What is being said in this example of an infinite sample space? In the notes I'm working through we're given the following example of an infinite sample space:
"Experiment is choose a point in $\mathbb{R}$ (or $\mathbb{R}^n$ for $n \geq2$ ) from a probability distribution function $F:\mathbb{R} \to \mathbb{R}$ (where F is increasing, right continuous)
Then $\Omega=\mathbb{R}$."
I can see why the sample space is $\mathbb{R}$ but what does it mean to choose a point in $\mathbb{R}$ "from a probability distribution function F" ? Is this just shorthand for saying that we choose an element in the domain of F?
 A: Choosing a point from a probability distribution $F$ is called sampling from a distribution. Let the point you choose be denoted by $X$. Before you choose a point, $X$ is unknown; after you choose a point, $X$ realizes a specific value, say $X = x$. 
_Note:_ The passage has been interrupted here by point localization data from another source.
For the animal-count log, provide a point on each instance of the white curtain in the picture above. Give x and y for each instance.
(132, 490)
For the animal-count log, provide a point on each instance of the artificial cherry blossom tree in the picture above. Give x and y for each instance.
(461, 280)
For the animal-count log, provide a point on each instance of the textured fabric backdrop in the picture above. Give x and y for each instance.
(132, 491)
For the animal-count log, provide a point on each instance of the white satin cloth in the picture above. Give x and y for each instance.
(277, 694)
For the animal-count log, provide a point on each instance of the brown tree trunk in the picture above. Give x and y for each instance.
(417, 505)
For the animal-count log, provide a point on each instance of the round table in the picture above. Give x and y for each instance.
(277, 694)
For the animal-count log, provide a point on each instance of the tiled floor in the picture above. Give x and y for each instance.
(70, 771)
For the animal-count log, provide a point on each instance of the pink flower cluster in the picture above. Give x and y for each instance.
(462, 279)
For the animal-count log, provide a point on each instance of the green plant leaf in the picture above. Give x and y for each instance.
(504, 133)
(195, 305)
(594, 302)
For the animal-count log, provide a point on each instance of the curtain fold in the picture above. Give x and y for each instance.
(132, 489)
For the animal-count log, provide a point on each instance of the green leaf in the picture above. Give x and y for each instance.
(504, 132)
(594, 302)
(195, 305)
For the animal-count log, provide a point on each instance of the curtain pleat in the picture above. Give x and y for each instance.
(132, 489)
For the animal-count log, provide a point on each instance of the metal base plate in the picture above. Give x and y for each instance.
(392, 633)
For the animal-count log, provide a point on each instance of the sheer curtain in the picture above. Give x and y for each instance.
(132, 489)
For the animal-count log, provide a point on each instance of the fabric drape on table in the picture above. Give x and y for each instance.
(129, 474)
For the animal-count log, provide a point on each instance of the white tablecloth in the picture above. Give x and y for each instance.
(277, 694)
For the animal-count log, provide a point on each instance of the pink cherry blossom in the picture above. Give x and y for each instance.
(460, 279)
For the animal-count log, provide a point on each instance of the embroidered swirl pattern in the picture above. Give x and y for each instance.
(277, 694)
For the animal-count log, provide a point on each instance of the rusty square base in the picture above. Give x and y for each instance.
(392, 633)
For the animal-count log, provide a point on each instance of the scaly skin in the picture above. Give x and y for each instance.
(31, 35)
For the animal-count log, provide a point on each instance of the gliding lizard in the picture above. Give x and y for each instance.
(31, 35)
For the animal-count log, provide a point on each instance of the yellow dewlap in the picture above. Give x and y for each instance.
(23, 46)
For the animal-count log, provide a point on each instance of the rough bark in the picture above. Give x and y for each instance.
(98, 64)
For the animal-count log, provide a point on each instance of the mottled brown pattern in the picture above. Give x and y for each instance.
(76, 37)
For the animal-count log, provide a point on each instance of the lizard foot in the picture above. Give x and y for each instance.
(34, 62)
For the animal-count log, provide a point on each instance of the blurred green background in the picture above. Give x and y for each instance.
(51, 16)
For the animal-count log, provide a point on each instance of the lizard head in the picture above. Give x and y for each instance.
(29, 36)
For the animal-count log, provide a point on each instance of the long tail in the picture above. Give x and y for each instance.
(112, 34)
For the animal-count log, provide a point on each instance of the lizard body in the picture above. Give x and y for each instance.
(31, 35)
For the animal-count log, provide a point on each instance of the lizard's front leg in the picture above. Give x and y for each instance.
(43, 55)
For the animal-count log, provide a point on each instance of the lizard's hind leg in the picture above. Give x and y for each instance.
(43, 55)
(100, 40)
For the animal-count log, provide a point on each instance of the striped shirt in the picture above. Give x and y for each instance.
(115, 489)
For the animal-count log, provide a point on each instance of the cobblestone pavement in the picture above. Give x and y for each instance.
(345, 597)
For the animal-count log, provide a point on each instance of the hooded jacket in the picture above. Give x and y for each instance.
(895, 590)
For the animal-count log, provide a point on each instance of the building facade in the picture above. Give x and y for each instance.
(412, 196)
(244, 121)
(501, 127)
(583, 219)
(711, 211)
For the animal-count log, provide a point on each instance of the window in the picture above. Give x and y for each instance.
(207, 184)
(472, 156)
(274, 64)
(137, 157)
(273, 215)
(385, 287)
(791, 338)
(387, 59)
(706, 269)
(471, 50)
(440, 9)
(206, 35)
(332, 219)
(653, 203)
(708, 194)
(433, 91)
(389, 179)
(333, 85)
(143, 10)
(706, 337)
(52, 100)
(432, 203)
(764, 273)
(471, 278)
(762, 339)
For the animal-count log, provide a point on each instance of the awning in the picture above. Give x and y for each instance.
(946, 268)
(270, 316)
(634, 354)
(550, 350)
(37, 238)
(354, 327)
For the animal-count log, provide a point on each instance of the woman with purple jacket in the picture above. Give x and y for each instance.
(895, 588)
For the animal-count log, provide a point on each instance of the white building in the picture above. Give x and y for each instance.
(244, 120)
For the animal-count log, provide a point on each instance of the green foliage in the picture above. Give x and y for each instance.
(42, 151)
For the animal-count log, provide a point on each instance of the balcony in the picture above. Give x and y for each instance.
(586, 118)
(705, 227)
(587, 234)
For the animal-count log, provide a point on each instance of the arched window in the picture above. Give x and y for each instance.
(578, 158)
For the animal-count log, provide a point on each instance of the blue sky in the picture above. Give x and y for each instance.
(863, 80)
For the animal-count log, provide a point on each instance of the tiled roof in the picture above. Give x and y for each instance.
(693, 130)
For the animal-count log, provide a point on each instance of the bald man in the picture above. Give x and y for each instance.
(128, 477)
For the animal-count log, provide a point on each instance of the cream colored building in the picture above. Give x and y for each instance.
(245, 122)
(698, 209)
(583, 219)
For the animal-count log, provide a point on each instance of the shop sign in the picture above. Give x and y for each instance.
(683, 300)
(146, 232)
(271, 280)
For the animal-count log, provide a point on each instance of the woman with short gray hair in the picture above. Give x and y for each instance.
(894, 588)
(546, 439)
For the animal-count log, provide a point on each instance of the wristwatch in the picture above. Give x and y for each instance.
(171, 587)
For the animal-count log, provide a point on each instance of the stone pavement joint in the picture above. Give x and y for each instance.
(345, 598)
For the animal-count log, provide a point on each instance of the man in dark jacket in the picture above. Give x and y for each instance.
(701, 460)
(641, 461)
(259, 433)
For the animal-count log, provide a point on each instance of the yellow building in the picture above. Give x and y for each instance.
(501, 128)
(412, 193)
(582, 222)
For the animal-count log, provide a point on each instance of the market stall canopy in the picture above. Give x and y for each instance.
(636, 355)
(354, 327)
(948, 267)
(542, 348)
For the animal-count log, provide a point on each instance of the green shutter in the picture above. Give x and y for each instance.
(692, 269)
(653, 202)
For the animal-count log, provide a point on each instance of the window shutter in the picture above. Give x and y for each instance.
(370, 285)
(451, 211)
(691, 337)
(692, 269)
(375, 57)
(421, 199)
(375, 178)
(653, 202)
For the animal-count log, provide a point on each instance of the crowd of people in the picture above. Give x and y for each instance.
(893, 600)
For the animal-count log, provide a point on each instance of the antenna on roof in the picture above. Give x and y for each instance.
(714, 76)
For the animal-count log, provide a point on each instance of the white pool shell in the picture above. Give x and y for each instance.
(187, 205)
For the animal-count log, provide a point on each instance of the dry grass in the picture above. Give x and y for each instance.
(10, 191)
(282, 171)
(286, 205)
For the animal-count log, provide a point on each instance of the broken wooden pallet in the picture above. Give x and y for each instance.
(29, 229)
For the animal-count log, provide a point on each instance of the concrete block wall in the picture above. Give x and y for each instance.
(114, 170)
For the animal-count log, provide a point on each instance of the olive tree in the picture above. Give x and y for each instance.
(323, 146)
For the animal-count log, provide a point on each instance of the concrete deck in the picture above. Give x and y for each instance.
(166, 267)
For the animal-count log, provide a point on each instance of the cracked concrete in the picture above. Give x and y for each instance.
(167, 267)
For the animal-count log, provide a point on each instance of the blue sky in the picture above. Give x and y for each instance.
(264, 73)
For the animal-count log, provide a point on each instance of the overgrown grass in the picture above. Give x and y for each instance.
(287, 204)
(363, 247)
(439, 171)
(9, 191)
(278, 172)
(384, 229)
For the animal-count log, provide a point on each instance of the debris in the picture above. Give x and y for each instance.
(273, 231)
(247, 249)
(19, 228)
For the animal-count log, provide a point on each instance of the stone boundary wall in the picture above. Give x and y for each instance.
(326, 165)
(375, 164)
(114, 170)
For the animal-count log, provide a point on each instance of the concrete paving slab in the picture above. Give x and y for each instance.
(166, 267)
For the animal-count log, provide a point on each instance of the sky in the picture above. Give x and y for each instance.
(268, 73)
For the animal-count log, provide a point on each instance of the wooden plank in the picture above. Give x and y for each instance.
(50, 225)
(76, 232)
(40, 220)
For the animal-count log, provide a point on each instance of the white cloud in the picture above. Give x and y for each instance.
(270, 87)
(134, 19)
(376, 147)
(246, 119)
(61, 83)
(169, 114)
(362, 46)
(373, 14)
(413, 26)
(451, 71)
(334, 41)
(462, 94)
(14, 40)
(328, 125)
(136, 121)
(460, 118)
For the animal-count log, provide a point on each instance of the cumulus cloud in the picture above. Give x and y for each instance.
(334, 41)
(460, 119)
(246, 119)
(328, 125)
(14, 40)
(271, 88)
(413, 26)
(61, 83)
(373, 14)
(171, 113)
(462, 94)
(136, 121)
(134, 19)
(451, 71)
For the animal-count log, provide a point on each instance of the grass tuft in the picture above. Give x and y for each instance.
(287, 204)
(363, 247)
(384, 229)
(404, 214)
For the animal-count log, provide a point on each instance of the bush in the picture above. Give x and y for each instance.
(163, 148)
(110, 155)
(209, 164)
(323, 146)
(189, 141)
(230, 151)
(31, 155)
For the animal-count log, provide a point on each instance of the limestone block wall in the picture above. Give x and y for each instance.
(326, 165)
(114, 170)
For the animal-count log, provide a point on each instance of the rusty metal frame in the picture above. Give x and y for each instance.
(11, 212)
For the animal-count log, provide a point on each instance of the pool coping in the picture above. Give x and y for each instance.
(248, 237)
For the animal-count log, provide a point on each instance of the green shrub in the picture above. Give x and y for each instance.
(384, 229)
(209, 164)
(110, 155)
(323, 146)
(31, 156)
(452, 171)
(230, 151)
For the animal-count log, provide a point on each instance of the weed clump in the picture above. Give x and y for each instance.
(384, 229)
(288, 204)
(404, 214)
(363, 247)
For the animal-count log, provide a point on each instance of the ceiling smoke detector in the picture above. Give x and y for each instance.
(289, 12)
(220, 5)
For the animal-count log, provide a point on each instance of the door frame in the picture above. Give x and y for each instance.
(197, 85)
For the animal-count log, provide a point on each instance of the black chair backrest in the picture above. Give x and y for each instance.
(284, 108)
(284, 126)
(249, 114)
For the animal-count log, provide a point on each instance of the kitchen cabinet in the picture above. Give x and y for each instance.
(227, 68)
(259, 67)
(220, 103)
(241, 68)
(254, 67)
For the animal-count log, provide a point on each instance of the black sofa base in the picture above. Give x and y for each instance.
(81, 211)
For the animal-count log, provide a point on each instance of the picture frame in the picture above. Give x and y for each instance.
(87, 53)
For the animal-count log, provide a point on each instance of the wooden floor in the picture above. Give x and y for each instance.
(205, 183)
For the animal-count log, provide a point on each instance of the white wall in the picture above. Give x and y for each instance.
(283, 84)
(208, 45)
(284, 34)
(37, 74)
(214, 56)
Therefore, choosing a point is a probability experiment, $X$ is a random variable with distribution $F$. 
Before you choose a point, you can talk about probability  of choosing a value $\leq 4$, i.e. $P(X \leq 4)$. Then, $P(X \leq 4) = F(4)$. 
If you carry out the experiment (choosing a point) several times, you will get samples from $F$, call them $x_1, x_2, ..., x_n$. The mean of the samples $\frac{1}{n} \sum \limits_{i=1}^n x_i$ will approximate the actual mean of the distribution $F$. 
In fact, it can happen you don't know the distribution $F$ but only have samples $x_1, x_2, ..., x_n$ from the unknown distribution $F$. You can use these samples to approximate $F$ at any given value. Say you want to approximate $F(y)$ where $y \in \mathbb{R}$. $$F(y) = \frac{1}{n} \sum_{i=1}^n \mathbb{I}\{ x_i \leq y \}$$
where $\mathbb{I}$ is the indicator funtion.